Bifurcations of a polycycle formed by two separatrix loops of a non-rough saddle of a dynamical system with central symmetry

A family of smooth dynamical systems defined on the plane and depending on a two-dimensional parameter varying in a neighborhood of zero is considered. All systems of the family are assumed to be invariant under a symmetry transformation about the origin. At zero value of the parameter, the dynamical system has the simplest non-rough saddle, both outgoing separatrixes of which go to the same saddle, forming two loops. The polycycle “eight”, consisting of the loops, is an attractor of this system. It has a neighborhood $U$, at the boundary points of which all trajectories of systems of the family with parameters close to zero enter $U$. Under the condition of general position, bifurcations in the neighborhood $U$ of the polycycle are described when the parameter changes. The values of the parameter in a small neighborhood of zero, for which the system is non-rough in $U$, form five smooth curves entering the origin, dividing this neighborhood into connected components, for values of the parameter from which the systems of the family are rough.
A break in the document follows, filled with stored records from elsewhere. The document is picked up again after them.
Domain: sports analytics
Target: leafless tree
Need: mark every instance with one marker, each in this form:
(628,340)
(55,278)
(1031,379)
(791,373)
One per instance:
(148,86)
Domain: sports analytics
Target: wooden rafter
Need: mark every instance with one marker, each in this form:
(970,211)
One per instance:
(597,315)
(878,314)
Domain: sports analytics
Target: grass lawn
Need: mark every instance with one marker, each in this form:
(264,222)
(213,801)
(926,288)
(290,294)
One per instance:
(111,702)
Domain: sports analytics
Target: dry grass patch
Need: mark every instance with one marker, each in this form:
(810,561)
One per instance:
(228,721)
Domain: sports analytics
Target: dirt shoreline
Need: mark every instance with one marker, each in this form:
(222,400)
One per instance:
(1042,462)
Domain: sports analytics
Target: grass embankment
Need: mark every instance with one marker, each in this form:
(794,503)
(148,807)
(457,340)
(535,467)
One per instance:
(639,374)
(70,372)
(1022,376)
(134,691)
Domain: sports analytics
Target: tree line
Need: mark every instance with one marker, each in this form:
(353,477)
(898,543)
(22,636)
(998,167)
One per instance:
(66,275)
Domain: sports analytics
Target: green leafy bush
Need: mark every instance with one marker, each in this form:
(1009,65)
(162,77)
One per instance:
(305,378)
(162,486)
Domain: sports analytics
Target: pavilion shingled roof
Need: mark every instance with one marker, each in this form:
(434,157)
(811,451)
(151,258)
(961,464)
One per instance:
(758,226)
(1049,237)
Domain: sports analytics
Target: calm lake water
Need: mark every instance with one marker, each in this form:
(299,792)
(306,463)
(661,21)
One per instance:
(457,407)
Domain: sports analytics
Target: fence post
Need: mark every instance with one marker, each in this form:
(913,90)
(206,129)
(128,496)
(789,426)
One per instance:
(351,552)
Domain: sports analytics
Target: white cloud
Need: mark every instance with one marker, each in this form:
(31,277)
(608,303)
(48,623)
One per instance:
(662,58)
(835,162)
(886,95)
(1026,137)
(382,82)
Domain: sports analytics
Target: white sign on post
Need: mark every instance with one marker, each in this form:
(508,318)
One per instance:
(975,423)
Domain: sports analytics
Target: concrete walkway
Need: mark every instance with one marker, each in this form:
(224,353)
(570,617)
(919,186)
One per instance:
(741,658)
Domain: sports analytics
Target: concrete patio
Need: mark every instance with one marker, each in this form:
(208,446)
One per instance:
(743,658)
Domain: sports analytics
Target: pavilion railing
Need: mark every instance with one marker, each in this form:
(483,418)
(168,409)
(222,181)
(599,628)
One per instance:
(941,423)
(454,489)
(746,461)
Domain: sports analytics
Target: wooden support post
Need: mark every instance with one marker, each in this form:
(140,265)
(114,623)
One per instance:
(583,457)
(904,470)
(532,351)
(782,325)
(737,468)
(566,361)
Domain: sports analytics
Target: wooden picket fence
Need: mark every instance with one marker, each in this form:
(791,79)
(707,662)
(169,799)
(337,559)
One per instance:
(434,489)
For each component, the topological type of the corresponding dynamical systems in $U$ is described. In particular, the regions of the parameter are indicated for which the system has a single attractor in $U$ — a node, two attractors — a node and a cycle homotopic in $U$ to a polycycle, or two symmetric cycles homotopic in $U$ to loops from a polycycle, as well as three attractors — a node and two symmetric cycles.